Last Resort
© 2019 Society of Hospital Medicine
Testing should include urinalysis for proteinuria and coagulation studies to assess synthetic function of the liver. Abdominal ultrasound is indicated to confirm ascites. If present, a diagnostic paracentesis should be performed to rule out spontaneous bacterial peritonitis and determine whether the ascites is from portal hypertension, hypoalbuminemia, or peritoneal disease. If the transaminases are elevated or if the ascitic fluid is concerning for malignancy, he will need a computed tomography (CT) of the abdomen and pelvis. A protein losing enteropathy due to malignancies (gastric cancer or lymphoma), rheumatic disease (systemic lupus erythematosus [SLE]), or infiltrative disease (amyloid) is also a possibility. If the other studies are unrevealing, stool should be sent for alpha-1 antitrypsin.
Laboratory studies revealed hemoglobin 7.8 g/dL, platelets 53 k/mm3, white blood cell count (WBC) 10.6 k/mm3, alkaline phosphatase (ALP) 217 U/L, albumin 2.7 g/dL, reticulocyte count 3 k/mm3 (reference range, 30-110 k/mm3), and ferritin 1,310 ng/mL (reference range, 20-400 ng/L). Serum aminotransferase levels, bilirubin, coagulation panel, electrolytes, and creatinine were normal. Urinalysis was negative for blood, leukocytes, and protein. Diagnostic paracentesis demonstrated a serum-ascites-albumin gradient (SAAG) of two and macrophage predominance (WBC 250 U/L). Ascitic fluid cytology and culture were negative. Blood cultures, human immunodeficiency virus (HIV)-1 and 2, cytomegalovirus (CMV), and Epstein–Barr virus (EBV) serologies were negative. Viral serologies for hepatitis A, B, and C were negative. Antinuclear antibody (ANA), anti-ds DNA, antineutrophilic cytoplasmic antibody (ANCA), serum angiotensin-converting enzyme (ACE) level, and quantitative immunoglobulin levels were all within the normal range. Chest, abdomen, and pelvis CT with contrast revealed large-volume abdominal and pelvic ascites, diffuse subcutaneous edema (Figure 1), modest hepatosplenomegaly, small bilateral pleural effusions, and mediastinal, axillary, mesenteric, periportal, peripancreatic, and retroperitoneal lymphadenopathy (Figure 2).
Malignancy is highest on the differential. In the absence of evidence of a primary tumor, a lymphoma would be the most likely diagnosis. Multicentric Castleman disease (MCD), a rare lymphoproliferative disorder with a clinical picture similar to lymphoma, should be considered.

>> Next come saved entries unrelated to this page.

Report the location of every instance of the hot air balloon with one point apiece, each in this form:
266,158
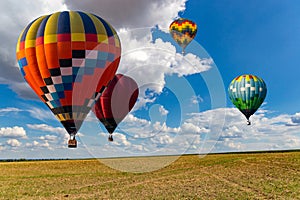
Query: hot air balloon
116,102
183,32
68,58
247,93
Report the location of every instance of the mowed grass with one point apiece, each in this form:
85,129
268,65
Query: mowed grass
222,176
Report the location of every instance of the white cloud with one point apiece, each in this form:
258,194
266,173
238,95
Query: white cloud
13,143
159,59
196,99
10,109
41,114
162,110
35,144
49,137
13,132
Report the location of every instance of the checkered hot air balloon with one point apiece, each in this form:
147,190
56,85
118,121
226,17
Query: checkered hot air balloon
183,32
68,58
116,102
247,93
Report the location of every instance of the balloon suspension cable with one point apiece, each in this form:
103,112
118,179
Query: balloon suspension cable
183,51
110,138
248,122
72,143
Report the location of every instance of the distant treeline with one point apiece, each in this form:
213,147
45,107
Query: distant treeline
240,152
39,159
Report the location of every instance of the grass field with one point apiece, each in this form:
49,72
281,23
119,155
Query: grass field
220,176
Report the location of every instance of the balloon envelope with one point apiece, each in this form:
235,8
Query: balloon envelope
183,31
247,93
116,101
66,50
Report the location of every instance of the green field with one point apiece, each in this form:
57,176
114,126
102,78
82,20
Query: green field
219,176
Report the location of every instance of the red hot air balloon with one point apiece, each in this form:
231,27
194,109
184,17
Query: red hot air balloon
116,102
62,56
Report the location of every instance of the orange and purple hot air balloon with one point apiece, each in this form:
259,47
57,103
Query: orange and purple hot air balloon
116,102
68,58
183,32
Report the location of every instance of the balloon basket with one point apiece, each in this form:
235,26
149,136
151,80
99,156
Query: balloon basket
72,143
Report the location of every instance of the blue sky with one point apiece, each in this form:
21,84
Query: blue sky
183,105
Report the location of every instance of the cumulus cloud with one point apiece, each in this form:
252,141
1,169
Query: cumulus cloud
294,120
149,62
13,132
13,143
196,99
162,110
36,144
40,114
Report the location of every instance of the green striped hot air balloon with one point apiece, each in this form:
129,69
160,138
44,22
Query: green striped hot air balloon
247,93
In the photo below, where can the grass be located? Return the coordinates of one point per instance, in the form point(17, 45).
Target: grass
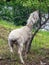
point(40, 44)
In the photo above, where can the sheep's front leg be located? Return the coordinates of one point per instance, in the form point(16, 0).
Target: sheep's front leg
point(10, 45)
point(20, 49)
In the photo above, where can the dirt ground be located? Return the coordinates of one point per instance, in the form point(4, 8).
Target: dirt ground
point(32, 59)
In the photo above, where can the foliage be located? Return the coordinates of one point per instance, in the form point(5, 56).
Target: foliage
point(17, 11)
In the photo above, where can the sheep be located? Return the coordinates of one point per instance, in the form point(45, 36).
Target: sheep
point(22, 36)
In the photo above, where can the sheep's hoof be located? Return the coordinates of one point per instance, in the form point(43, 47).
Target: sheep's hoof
point(23, 62)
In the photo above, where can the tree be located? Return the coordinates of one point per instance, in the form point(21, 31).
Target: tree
point(40, 25)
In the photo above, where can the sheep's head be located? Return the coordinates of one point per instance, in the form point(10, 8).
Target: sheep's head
point(33, 18)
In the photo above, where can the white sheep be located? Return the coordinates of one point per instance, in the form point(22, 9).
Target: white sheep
point(23, 35)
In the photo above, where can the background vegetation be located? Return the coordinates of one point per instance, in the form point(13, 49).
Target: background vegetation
point(18, 11)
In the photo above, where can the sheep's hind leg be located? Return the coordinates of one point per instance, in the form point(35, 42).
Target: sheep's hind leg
point(11, 46)
point(20, 49)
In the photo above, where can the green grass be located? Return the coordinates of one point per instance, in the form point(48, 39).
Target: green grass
point(39, 44)
point(8, 24)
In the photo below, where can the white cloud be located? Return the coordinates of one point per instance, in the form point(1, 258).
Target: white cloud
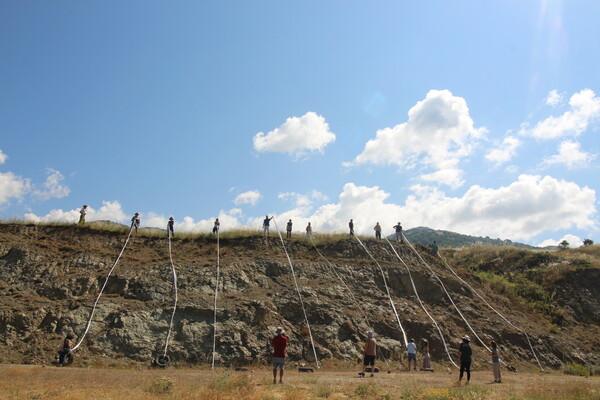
point(110, 211)
point(574, 241)
point(53, 186)
point(506, 151)
point(554, 98)
point(296, 136)
point(250, 197)
point(584, 110)
point(12, 187)
point(569, 154)
point(438, 133)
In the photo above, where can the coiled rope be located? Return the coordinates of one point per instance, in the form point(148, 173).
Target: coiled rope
point(421, 302)
point(345, 285)
point(175, 291)
point(89, 323)
point(386, 289)
point(493, 309)
point(215, 303)
point(299, 294)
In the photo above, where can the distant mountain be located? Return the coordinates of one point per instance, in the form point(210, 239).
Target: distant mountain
point(426, 236)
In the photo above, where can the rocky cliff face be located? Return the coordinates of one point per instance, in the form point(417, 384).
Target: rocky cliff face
point(50, 277)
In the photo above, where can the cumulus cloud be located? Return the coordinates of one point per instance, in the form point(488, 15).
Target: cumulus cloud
point(584, 110)
point(438, 133)
point(574, 241)
point(110, 211)
point(570, 154)
point(554, 98)
point(250, 197)
point(296, 136)
point(505, 152)
point(53, 186)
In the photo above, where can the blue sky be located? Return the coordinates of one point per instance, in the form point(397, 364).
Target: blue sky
point(476, 117)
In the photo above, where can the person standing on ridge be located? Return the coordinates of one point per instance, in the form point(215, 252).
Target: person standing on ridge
point(82, 213)
point(464, 357)
point(369, 354)
point(266, 223)
point(377, 229)
point(135, 222)
point(170, 225)
point(398, 229)
point(411, 349)
point(279, 343)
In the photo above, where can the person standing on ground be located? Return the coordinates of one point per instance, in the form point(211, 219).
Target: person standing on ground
point(279, 343)
point(135, 222)
point(65, 352)
point(377, 229)
point(495, 354)
point(464, 357)
point(369, 354)
point(266, 223)
point(426, 356)
point(411, 349)
point(82, 213)
point(170, 226)
point(398, 229)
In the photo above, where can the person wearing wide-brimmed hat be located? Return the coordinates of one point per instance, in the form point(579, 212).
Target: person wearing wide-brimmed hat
point(464, 357)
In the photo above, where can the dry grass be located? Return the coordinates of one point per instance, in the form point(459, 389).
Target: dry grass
point(35, 382)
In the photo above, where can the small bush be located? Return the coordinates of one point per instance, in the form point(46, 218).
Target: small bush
point(576, 369)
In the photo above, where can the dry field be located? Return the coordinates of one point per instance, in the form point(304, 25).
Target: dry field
point(38, 382)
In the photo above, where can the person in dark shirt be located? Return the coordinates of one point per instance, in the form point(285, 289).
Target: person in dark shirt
point(464, 357)
point(279, 344)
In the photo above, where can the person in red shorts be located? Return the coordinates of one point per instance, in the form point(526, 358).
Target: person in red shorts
point(279, 343)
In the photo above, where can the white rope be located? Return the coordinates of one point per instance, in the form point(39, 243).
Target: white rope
point(421, 303)
point(215, 303)
point(345, 285)
point(175, 290)
point(493, 309)
point(89, 323)
point(386, 289)
point(299, 294)
point(449, 297)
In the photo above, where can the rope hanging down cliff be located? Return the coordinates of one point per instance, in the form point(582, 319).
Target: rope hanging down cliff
point(386, 289)
point(89, 323)
point(493, 309)
point(421, 302)
point(299, 294)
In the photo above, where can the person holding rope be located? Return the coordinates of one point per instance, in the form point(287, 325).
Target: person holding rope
point(135, 222)
point(279, 343)
point(82, 213)
point(65, 355)
point(266, 223)
point(377, 229)
point(170, 225)
point(369, 354)
point(411, 349)
point(398, 230)
point(464, 358)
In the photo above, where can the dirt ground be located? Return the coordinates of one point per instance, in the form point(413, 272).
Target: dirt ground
point(51, 382)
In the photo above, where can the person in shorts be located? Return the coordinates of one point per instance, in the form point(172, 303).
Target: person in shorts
point(279, 343)
point(369, 354)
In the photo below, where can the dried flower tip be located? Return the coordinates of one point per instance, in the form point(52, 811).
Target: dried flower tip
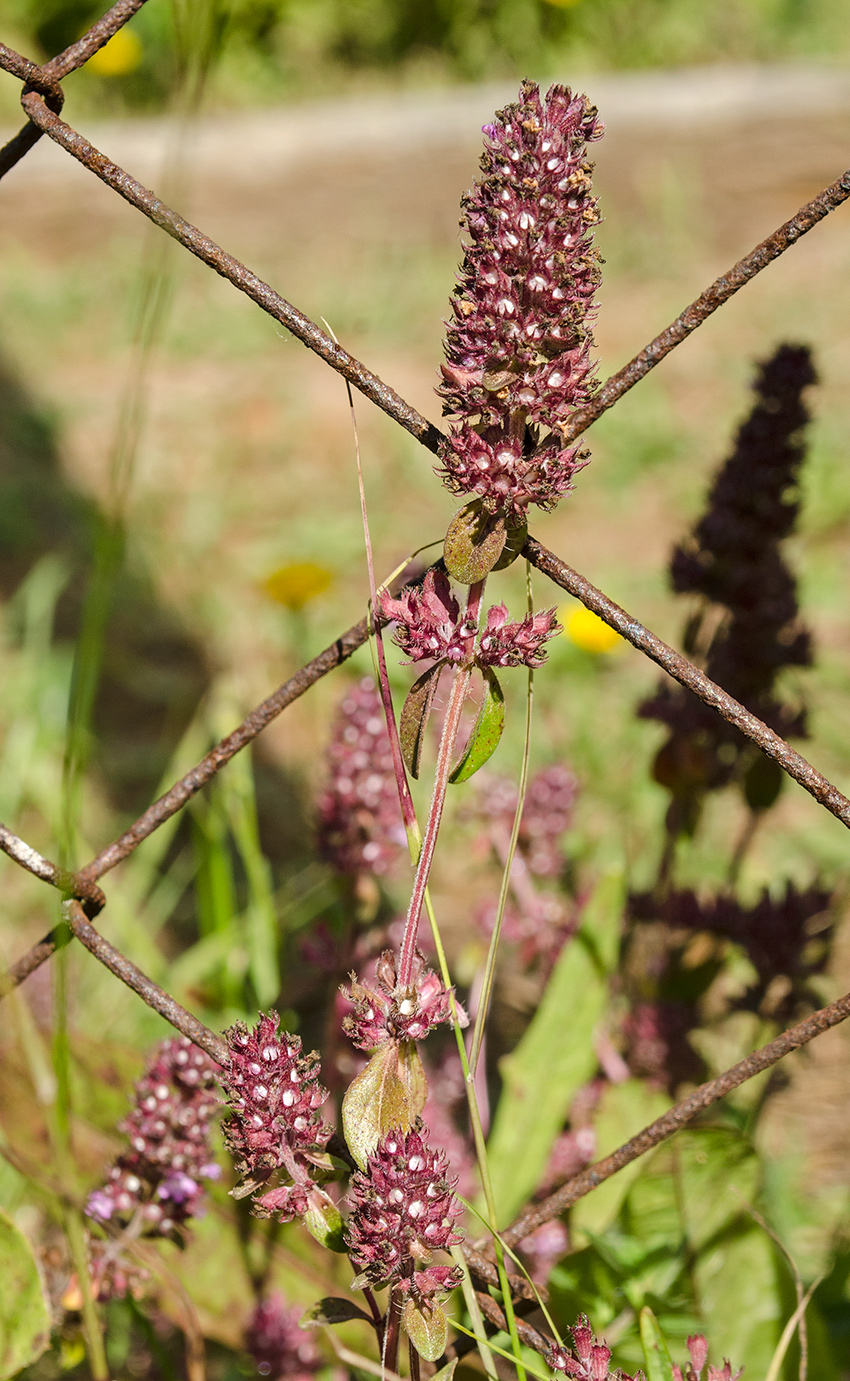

Some of the more common viral etiologies of generalized lymphadenopathy and cytopenias are unlikely because serologies for HIV, hepatitis B and C, EBV, and CMV are negative. Tuberculosis fits with the insidious nature of his presentation and remains on the differential although a low SAAG would be expected. From a rheumatologic standpoint, the lack of characteristic findings on history and physical examination and the negative ANA and anti-ds DNA results make SLE unlikely. Although elevated in the majority of untreated sarcoid patients, a normal ACE level is not sufficient to rule out this diagnosis. IgG, IgA, and IgM levels would be low if there was significant gastrointestinal protein loss and elevated in MCD. The markedly increased ferritin level, an acute-phase reactant often elevated in the setting of inflammation or malignancy, raises suspicion for adult Still’s disease (despite the lack of characteristic arthralgias and/or rash) and hemophagocytic lymphohistiocytosis (HLH).
A SAAG greater than or equal to 1.1 indicates the presence of portal hypertension. Portal hypertension most often results from cirrhosis for which this patient has no apparent clinical findings. Etiologies of noncirrhotic portal hypertension are classified as prehepatic, intrahepatic, and posthepatic. There is no clinical or radiologic evidence of portal or splenic vein thrombosis (prehepatic) or heart failure (posthepatic). Possible intrahepatic etiologies include malignancy and sarcoid. Although uncommon, patients with malignancy-related ascites may have a high SAAG without coexisting cirrhosis. This occurs if there is portal hypertension due to extensive metastases in the liver or involvement of the portal venous system. The cytology of the ascitic fluid is negative. However, cytology is <80% sensitive in the absence of peritoneal carcinomatosis.